Found in my choice of hospital-waiting-reading in the 1996 essay by Timothy C May on The Impact of "True Names". He adds "We reached that point several decades ago".
I've just eased up...
... on the frequency with which changes to files on my SSD NAS are automatically backed-up on to my NAS #1. I don't really need them to be backed-up each and every time I make a change to a file. I suspect once every six hours will (a) be more than enough, and (b) will give me a fighting chance of spotting, and correcting, errors. It makes no difference to the 'speediness' with which files respond to my edit and save requests.
Who knew...
... that getting a perfect 1080p/60Hz Linux desktop on my 60" Kuro plasma screen from the i5NUC was as simple as plumbing its HDMI output into one of the Oppo's3 two HDMI inputs instead of going via the Rotel? Video and audio application playback from a NAS box is also flawless, can easily be set to full screen, and still "reports" itself present and correct back on Skylark in a NoMachine Remote Desktop Access window from which I can easily control it.

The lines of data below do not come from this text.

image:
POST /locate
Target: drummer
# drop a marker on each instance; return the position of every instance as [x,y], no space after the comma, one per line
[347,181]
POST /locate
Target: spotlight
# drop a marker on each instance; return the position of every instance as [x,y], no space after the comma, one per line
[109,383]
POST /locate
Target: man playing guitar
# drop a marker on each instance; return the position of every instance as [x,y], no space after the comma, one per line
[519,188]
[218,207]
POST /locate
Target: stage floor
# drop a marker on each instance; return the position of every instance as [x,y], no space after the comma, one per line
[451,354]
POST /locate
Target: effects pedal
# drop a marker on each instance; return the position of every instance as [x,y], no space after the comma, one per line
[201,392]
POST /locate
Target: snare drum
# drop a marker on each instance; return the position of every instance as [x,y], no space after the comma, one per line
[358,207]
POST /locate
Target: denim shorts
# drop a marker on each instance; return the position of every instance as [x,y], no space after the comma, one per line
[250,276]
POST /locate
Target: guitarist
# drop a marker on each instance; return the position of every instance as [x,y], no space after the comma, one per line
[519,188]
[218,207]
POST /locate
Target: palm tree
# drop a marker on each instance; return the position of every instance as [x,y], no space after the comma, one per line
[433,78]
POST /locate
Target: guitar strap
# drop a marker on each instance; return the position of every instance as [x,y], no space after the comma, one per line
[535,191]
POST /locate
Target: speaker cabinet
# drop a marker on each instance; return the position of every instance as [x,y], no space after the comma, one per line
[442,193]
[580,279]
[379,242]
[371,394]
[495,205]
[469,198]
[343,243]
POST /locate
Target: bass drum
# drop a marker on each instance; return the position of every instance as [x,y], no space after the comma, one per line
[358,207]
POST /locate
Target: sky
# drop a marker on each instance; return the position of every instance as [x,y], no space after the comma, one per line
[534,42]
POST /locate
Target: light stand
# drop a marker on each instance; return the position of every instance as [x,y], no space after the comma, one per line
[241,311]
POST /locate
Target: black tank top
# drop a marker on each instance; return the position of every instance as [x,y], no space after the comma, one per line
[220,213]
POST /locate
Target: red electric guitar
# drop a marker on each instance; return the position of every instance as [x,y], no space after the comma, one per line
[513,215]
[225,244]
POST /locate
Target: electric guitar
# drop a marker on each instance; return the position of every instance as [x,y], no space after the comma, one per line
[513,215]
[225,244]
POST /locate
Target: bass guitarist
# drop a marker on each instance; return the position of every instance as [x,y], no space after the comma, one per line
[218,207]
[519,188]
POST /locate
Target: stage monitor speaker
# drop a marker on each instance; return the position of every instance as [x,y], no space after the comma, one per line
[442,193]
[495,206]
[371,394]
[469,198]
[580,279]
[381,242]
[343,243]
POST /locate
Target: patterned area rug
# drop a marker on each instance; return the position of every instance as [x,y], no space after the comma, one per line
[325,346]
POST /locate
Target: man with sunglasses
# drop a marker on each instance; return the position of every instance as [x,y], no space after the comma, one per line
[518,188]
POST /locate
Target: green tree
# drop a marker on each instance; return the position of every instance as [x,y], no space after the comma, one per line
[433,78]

I hate to think just how much angst I could have saved myself by trying this stupidly simple manoeuvre months ago! The i5NUC's media playing capability is fully confirmed, and the Rotel is relegated to the same audio-only rôle that was exactly how I was using its Audiolab predecessor.
While I'm in this...
... madly-experimental mood, I've also removed the spare (and, so far, unused) 250GB SSD from the i5NUC, amended its /etc/fstab entry accordingly, and will now be installing this SSD in BlackBeast to run Mint 18 on in a completely fresh installation. But not tonight! I shall, of course, temporarily remove from BlackBeast the other three 480GB SSDs — carefully labelled — so that when/if it all goes pear-shaped I should be able to stick them back in and resume life on the back-level Mint 17 system currently on one of them.
Precisely which one is a surprisingly good question...
Now, which clock shall I tinker with first?